Given a map f from S cross I into Y, build a map g from S into Z as follows. For any x in S, let g(x) be the path defined by f restricted to x. In other words, x establishes a closed interval in the product space S cross I, and f carries this interval to a path in Y, which is a point in Z. Conversely, a map g(S) into Z pulls back to a map f(S:I) into Y, and the two transformations are inverse to eachother.
Picture this when S is a circle. Cross S with I and get the wall of a cylinder. Map this into Y via a function f. The cylinder can be "unraveled" into vertical line segments, one for each point of S. These segments become paths in Y, which are points of Z. And if S maps into points of Z, it defines paths in Y, giving a map from the cylinder into Y.
We will prove f is continuous iff g is continuous. That's pretty intuitive, but the proof is rather technical.
Start with f continuous and select an open set O in Z. This is defined by finitely many pairs K and U, where paths map the compact set K in I into the open set U in Y. Let p be such a path, a point in O, and let q be a point of S such that g(q) = p. If you think of the earlier example, q is a point on the circle, and g maps q into a path that carries K into U. Equivalently, slide up the wall of the cylinder starting at q. As you pass through the regions of K, f maps that portion of the cylinder into U.
Since f is continuous, let W be the open preimage of U. This is a smear on the wall of the cylinder, containing K. Since K and q are both compact, K cross q is also compact. Thus K (on the wall) is covered by finitely many base open sets inside W. Each of these is an open set in S cross an open interval in I. for convenience, let T be the intersection of the open sets in S. Now T is still open, and can be crossed with the open intervals in I to cover K.
Consider g(T).
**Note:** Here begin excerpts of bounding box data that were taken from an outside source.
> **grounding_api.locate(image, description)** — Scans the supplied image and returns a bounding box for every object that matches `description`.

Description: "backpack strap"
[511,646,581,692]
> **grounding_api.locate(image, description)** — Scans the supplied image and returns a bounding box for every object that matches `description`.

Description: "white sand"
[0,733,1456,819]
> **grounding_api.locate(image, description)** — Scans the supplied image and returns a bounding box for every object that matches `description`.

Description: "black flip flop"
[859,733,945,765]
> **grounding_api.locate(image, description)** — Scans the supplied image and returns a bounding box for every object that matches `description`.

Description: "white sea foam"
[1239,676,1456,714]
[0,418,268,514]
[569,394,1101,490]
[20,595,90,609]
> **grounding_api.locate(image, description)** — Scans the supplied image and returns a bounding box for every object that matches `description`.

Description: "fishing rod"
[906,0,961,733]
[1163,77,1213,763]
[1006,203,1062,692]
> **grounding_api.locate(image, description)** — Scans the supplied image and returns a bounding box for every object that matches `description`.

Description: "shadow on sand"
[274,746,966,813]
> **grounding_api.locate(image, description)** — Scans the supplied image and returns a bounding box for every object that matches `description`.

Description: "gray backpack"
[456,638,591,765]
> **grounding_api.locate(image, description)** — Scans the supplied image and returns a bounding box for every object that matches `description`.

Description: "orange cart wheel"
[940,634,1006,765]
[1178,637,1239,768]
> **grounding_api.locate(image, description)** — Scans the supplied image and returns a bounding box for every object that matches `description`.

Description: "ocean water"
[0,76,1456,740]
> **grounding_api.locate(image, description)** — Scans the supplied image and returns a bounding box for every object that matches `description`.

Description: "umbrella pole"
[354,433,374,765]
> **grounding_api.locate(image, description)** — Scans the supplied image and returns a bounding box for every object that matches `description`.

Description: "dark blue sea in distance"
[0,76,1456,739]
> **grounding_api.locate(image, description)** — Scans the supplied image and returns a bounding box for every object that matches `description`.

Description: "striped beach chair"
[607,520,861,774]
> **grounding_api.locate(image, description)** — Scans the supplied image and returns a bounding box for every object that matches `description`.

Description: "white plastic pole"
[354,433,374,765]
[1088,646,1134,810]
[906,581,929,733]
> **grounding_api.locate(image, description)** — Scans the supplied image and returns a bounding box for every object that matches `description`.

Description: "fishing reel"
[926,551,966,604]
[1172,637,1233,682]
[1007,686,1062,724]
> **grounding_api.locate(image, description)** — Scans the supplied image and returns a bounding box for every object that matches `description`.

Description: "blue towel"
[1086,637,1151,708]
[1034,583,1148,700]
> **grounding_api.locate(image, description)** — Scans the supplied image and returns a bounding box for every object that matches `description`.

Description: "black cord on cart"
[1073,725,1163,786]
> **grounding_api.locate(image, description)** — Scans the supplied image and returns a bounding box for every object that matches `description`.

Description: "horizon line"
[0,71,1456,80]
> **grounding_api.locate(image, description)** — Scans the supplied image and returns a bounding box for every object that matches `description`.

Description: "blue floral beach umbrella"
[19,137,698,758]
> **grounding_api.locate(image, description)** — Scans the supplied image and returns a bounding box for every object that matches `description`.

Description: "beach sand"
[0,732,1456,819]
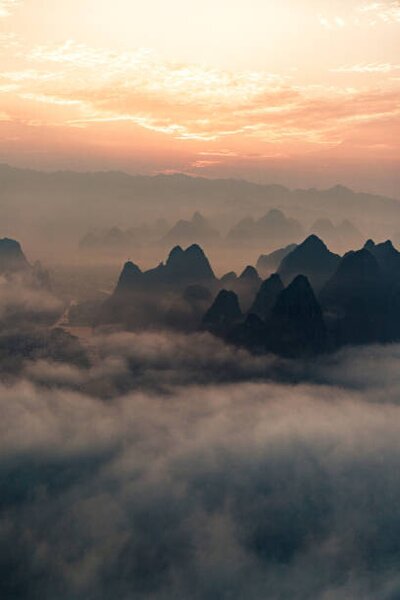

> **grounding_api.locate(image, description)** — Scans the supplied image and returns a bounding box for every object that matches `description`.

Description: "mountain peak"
[203,290,242,333]
[239,265,261,282]
[278,234,340,290]
[0,238,30,273]
[249,273,284,321]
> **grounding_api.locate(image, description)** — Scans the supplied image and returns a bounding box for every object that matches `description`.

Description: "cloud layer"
[0,326,400,600]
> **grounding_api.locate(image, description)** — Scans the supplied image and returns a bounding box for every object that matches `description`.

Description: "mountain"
[267,275,327,358]
[0,238,31,274]
[364,240,400,276]
[115,261,144,294]
[219,271,238,286]
[202,290,242,334]
[278,235,340,291]
[256,244,297,276]
[164,244,215,283]
[319,248,394,346]
[249,273,284,321]
[163,212,220,244]
[116,244,215,292]
[227,209,304,246]
[101,244,217,331]
[0,164,400,251]
[239,265,261,285]
[231,265,262,312]
[310,218,365,252]
[230,275,327,358]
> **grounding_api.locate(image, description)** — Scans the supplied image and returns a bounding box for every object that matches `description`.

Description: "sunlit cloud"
[331,63,400,73]
[359,2,400,23]
[0,36,399,156]
[0,0,23,18]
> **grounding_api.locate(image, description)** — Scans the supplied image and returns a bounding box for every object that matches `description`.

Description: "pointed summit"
[320,245,390,345]
[267,275,327,357]
[256,244,297,277]
[249,273,284,321]
[239,265,261,283]
[0,238,31,274]
[158,244,215,284]
[364,240,400,276]
[278,235,340,290]
[203,290,242,333]
[115,260,143,293]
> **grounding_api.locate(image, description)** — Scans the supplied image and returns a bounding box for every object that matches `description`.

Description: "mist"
[0,333,400,600]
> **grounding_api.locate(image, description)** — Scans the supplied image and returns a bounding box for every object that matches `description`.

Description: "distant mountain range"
[0,164,400,249]
[103,235,400,357]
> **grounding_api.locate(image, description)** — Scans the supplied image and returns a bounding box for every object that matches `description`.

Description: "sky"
[0,0,400,197]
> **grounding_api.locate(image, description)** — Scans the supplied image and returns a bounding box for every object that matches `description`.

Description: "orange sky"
[0,0,400,196]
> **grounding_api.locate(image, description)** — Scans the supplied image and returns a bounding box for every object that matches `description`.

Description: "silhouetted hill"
[163,212,220,244]
[112,244,215,293]
[320,248,390,346]
[249,273,284,321]
[268,275,327,357]
[0,164,400,249]
[364,240,400,276]
[202,290,242,334]
[256,244,297,276]
[227,209,304,245]
[310,218,365,252]
[278,235,340,291]
[115,261,144,294]
[0,238,31,274]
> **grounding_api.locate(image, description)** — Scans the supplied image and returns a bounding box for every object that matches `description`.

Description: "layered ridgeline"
[100,234,400,357]
[0,238,51,289]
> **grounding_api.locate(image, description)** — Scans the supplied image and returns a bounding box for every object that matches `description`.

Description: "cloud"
[3,41,399,155]
[0,350,400,600]
[0,316,400,600]
[0,0,23,18]
[359,0,400,23]
[331,63,400,73]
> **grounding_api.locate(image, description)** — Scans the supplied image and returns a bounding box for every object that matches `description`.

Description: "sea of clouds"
[0,316,400,600]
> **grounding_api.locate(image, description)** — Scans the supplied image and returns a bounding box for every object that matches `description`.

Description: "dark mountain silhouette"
[101,244,217,331]
[226,275,327,358]
[202,290,242,334]
[116,244,215,292]
[0,238,31,274]
[227,209,304,245]
[163,212,220,244]
[278,235,340,291]
[256,244,297,276]
[310,218,363,252]
[231,265,262,312]
[239,265,261,285]
[225,313,268,354]
[249,273,284,321]
[267,275,327,357]
[219,271,238,286]
[0,164,400,255]
[320,248,391,346]
[115,260,144,294]
[364,240,400,276]
[79,219,168,253]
Each point in the image is a path in Y that maps K into U. In other words, g(T) lies in O - and T includes q. Intersect this result over finitely many K and U, and the preimage of O is open in S. Therefore g is continuous.
Conversely, assume g is continuous. Let U be an open set in Y. Let p be a point in U with preimage q cross x somewhere on the wall of the cylinder. The path defined by q is a point in Z. It is also a path in Y that maps x into U. Since paths are continuous, this particular path maps some closed interval K, containing x, into U.
Since K is compact, an open set in Z consists of functions that map K into U. This has an open preimage under g. Therefore some open set T in S exists, such that f carries T cross K into U. Remove the endpoints of K, and f maps the open set T cross K into U. Therefore f is continuous.
In summary, the unraveling transformation carries continuous functions uniquely onto continuous functions.
This seems like it's going to be a nightmare, but maybe not. A homotopy is a continuous function from (S*I)*J into Y, where J is another unit interval, used to build the homotopy. Yet the product of finitely many topological spaces is the same, up to isomorphism, regardless of order. So write the domain as (S*J)*I. Unravel this continuous function to get another one, from S*J into Z. The boundary conditions are satisfied, and the result is a homotopy.
Reverse the above to carry a homotopy in Z back to a homotopy in Y.
With S cross I as domain, consider only those functions that map S cross 0, S cross 1, and d cross I onto e. Continuing the cylinder example, the bottom and top circles map to e, and the vertical line at d also maps to e. If the bottom circle, the top circle, and the vertical line are compressed down to a single point, no information is lost. All these things mapped to e anyways. Therefore, let H be the suspension of S cross I, and let f map H into Y, with f(d) = e. The counterpart g takes d to the trivial loop e in Z. Review quotient spaces and note that f is continuous on H iff it is continuous on S cross I, iff g is continuous on S.
Finally verify the homotopy classes are the same. A homotopy on H, mapping d cross J onto e, is the quotient space of a homotopy on S cross I, mapping the appropriate boundary sets to e. Unravel the homotopy on S cross I into Y, giving a homotopy on S into Z. Within this unraveled homotopy, the image of d is always the trivial loop e. In other words, we have a base point homotopy. And this process can be reversed, giving a homotopy on S cross I, which becomes a homotopy on H courtesy of a quotient map. In summary, images of H correspond to images of S, and homotopy classses of H correspond to homotopy classes of S, such that d always maps to e.
The set of homotopy classes of H into Y (mapping d to e) corresponds to the homotopy classes of S into Z (mapping d to the constant loop e). Put another way, πn(Y) = πn-1(ω(Y)).
By induction, pull πn(Y) down to π1 of the n-1 order loop space of Y. Since the fundamental group is, well, a group, we can impose the same group structure on πn(Y). Furthermore, for n > 1, πn is abelian. This follows from the previous theorem, which states the fundamental group of a loop space is abelian.